Although the ligand for human CD300f is unknown, studies in mouse CD300f have shown that the phosphatidylserine and extracellular ceramides are the ligands for mouse CD300f. Mouse CD300f inhibited phosphatidylserine binding to Annexin V while the binding of ceramide to CD300f inhibited FCεRI-mediated activation of bone marrow-derived mast cells. These results indicate that human CD300f may also bind more than one ligand due to the existence of two possible ligand binding sites as demonstrated by the crystal structure of CD300f. The inhibition of mast cell function by CD300f, if demonstrated in humans may be a potential therapeutic application in limiting allergic responses.

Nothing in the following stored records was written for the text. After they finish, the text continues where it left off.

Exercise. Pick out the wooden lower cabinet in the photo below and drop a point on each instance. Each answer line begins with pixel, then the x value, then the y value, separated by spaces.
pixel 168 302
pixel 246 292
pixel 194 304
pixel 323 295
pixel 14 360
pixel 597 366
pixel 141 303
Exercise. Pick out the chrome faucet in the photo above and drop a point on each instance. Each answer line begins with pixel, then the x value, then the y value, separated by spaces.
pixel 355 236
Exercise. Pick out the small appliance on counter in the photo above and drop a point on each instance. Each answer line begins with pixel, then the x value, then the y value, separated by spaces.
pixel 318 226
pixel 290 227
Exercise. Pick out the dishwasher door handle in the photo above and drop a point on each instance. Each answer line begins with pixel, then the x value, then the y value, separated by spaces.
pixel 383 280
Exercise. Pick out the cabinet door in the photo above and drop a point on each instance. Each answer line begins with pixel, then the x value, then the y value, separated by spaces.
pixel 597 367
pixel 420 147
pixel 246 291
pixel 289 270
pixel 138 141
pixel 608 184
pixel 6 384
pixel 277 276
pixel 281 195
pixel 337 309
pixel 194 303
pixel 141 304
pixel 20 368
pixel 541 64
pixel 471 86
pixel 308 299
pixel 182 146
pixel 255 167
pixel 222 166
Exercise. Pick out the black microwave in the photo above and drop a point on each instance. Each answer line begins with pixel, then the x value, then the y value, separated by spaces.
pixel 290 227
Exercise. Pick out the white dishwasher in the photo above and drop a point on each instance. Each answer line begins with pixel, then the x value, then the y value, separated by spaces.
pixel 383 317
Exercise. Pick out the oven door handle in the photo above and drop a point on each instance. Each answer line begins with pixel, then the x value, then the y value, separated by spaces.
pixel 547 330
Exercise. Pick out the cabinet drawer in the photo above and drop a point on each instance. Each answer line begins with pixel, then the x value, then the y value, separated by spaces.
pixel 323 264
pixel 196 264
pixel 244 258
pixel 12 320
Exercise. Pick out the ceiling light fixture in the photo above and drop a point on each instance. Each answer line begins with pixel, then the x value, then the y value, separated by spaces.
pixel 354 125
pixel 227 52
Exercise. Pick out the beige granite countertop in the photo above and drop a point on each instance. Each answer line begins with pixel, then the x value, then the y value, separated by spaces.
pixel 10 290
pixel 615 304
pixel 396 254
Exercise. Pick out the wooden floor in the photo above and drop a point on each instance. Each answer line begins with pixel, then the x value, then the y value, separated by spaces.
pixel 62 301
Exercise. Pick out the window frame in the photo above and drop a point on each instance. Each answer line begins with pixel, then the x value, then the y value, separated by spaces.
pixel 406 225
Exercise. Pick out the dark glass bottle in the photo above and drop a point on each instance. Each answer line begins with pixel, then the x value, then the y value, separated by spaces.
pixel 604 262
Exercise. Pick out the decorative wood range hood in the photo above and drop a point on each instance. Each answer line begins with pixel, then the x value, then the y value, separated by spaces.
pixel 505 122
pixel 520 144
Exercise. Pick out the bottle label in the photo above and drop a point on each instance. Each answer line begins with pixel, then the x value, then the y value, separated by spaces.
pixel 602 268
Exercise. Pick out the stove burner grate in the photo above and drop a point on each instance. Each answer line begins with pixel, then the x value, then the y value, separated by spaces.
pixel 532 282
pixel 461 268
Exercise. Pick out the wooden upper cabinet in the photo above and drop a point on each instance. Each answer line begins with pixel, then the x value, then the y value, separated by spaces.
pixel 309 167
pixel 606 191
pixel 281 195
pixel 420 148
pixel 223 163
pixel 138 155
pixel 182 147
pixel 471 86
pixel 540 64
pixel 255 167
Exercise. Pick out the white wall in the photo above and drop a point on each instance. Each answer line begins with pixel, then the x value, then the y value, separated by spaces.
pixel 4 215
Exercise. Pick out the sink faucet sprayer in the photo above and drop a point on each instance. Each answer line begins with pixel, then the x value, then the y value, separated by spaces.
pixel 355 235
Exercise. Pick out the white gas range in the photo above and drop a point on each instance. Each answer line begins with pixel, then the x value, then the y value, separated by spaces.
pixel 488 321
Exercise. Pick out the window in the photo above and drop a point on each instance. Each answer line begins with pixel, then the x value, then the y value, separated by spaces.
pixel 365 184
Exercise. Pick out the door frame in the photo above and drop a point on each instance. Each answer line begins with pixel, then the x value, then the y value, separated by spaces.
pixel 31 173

Overall my study has demonstrated that CD300f signalling results in changes of phenotype, endocytosis, chemotaxis and cell survival of monocyte and DC subsets. This is the first study demonstrating the role of human CD300f in mediating monocyte and DC functions. It is a significant addition to the currently limited knowledge of human CD300f which will lead to better understanding of inflammatory monocyte and DC biology and possibly clinical utility.